In a case being closely watched by baby boomers throughout the country caring for aging parents, a Pennsylvania nurse has been charged with helping her 93-year-old father commit suicide. Barbara Mancini allegedly handed her father a vial of morphine, which he drank in its entirety, causing him to fall into a coma.
Mancini’s father, Joe Yourshaw, suffered from diabetes, kidney failure, and heart problems, and was receiving hospice care in his home. Mancini’s attorney claims that Mancini handed Yourshaw the morphine in order to ease his pain, not to end his life. Not long after taking the morphine, Yourshaw was found unresponsive by a hospice nurse, who called 911. The police allege Mancini made self-incriminating statements.
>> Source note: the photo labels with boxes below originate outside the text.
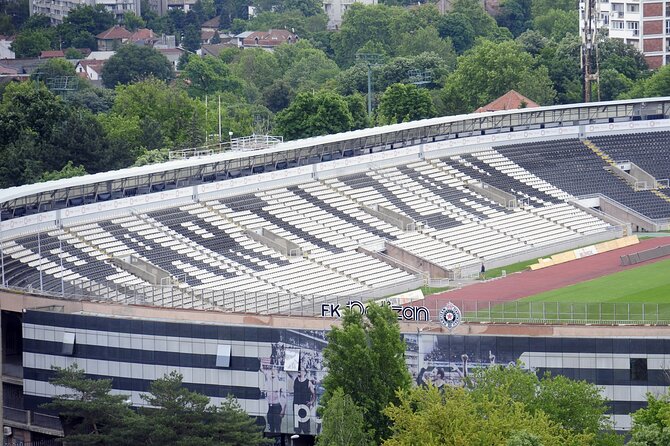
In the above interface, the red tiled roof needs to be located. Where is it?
[40,50,65,59]
[130,28,156,42]
[95,25,132,40]
[475,90,540,113]
[200,31,216,42]
[242,29,298,46]
[0,65,19,75]
[78,59,107,73]
[200,15,221,29]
Even though Yourshaw had a do-not-resuscitate order, he was taken to the hospital, where he was awakened but died four days later.
The Pennsylvania attorney general has charged Mancini with assisted suicide. Under Pennsylvania law, anyone who assists in a suicide is guilty of a felony in the second degree, which can carry of sentence of up to 10 years in prison.
The case has sparked debate over the legality of assisted suicide. Only a few states — Oregon, Washington, Montana, and Vermont — permit some type of assisted suicide. Compassion & Choices, an end-of-life choice advocacy group, has petitioned the attorney general to have the charges dropped, arguing that it is wrong to use the law to punish pain relief.